Ha sconfitto il virus dopo due mesi di inferno: Antonello Secci, 68 anni, di Villaspeciosa, dirigente di ufficio postale in pensione ed ex presidente regionale Wwf, ieri ha ricevuto l'esito negativo del doppio tampone che accerta la sua guarigione dal Covid-19. Secci era risultato positivo il 20 aprile, dopo le dimissioni dal reparto di Medicina interna del Policlinico di Monserrato. Qui rimase ricoverato dal 3 al 10 aprile e fu sottoposto a un primo tampone, risultato negativo. Condivideva la stanza con un 89enne di Uras: «È l'anziano stroncato dal Covid-19 il 28 aprile dopo il trasferimento al San Francesco di Nuoro».

È sicuro sia lui?

«Ci sono troppe analogie: provenienza, età, anche lui contagiato al Policlinico. Nessuno ne parla, ritengo giusto metterci la faccia a nome di chi non ha voce: pazienti, medici e infermieri».

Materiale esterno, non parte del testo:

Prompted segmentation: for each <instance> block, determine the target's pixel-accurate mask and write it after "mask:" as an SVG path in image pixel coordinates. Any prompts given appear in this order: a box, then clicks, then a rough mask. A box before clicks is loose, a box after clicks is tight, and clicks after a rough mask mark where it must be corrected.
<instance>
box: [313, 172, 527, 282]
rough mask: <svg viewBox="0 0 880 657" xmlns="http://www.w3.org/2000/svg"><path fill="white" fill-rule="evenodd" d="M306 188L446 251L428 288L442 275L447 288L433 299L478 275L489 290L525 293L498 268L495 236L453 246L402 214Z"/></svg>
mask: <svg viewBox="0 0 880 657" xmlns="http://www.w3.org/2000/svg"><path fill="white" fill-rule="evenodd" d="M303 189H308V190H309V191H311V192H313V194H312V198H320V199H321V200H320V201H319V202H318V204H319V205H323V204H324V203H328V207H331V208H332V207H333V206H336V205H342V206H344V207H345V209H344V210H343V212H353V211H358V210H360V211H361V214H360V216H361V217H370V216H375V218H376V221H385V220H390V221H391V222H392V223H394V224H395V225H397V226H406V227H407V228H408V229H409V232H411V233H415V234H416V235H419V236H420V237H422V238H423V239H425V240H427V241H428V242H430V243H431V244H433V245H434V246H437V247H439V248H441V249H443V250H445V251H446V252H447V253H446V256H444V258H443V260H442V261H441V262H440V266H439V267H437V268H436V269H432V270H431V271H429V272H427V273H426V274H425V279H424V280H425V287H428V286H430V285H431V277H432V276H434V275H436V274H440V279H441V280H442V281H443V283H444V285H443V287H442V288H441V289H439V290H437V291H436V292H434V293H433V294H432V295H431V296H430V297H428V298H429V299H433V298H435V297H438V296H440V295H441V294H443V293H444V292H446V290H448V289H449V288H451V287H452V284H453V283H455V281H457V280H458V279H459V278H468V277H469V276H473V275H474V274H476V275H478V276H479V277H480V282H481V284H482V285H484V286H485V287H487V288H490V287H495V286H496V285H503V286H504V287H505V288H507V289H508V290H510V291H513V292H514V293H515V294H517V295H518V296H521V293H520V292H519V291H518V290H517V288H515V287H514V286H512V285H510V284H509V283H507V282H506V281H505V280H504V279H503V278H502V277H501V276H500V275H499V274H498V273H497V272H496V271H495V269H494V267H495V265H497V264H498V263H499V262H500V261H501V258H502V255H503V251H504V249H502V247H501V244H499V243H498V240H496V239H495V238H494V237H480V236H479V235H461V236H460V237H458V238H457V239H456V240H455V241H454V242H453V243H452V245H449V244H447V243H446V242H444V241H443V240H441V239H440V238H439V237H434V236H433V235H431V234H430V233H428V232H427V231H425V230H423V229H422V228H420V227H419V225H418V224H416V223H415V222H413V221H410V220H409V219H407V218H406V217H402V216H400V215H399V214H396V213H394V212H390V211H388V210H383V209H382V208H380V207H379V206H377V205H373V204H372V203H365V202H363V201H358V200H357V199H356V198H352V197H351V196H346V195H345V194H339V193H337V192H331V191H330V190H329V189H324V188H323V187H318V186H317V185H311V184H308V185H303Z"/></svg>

Lei perché era stato ricoverato?

«Avevo dolori toracici, sono cardiopatico. Ma non volevo andare in ospedale per paura dei contagi. Mi hanno convinto i miei figli».

E una volta arrivato lì?

«Mi hanno misurato la temperatura, nessun tampone. Mi sono meravigliato: sarei potuto essere asintomatico».

È certo di aver contratto il virus in ospedale?

«Da più di un mese ero in quarantena volontaria con mia moglie. Dopo tre giorni in ospedale ho accusato attacchi di diarrea e una congiuntivite. Da altre stanze sentivo lamenti, tossi terribili, c'era chi non riusciva a respirare. La mattina dell'8 aprile il trambusto di medici che parlavano in maniera concitata. Poco dopo un infermiere mi ha riferito di un paziente contagiato trasferito al Santissima Trinità. Ero terrorizzato».

E poi?

«Siamo stati sottoposti al tampone: medici e infermieri erano bardati. Prima di quel giorno indossavano solo la mascherina».

Il suo tampone diede esito negativo: dimesso.

«Ho ritenuto il rientro a casa frutto della mano di Dio: dimesso il Venerdì Santo. Stavo bene. La positività si manifesta successivamente, come accertato per me il 20 aprile: nei giorni precedenti accusavo forti nausee e non sentivo sapori e odori. Sintomi poi scomparsi nella prima settimana di isolamento».

Ha temuto il peggio?

«Sì. Mi ritengo fortunato. Molti sono morti, compreso chi come me è debilitato da altre patologie».

Come è stato vivere due mesi in isolamento?

«Molto duro. Il nemico invisibile non voleva andarsene: tamponi negativi, poi positivi, ancora negativi e così via. Dieci esami in tutto, ma nessun test sierologico: mi è stato detto che non era necessario. Mia moglie, disabile, è stata ospitata da mia figlia Sara: separati da un grande giardino, potevo vederle a distanza. Prima di farla rientrare a casa aspetterò almeno due settimane. Ho avuto il conforto "virtuale" degli altri miei due figli, Alessandro e Gabriele, e degli amici più cari. Mi è dispiaciuto non festeggiare il primo compleanno della figlia di Alessandro e penso a Gabriele, poliziotto in Lombardia».

Si sta sottovalutando il virus?

«Molti non si sono ancora resi conto della pericolosità del virus. Pensare di essere giovani con scarse possibilità di contagio fa dimenticare che nelle proprie case vivono genitori e nonni. Sarebbe terribile se la pandemia riprendesse vigore per la stupidità di tanti incoscienti».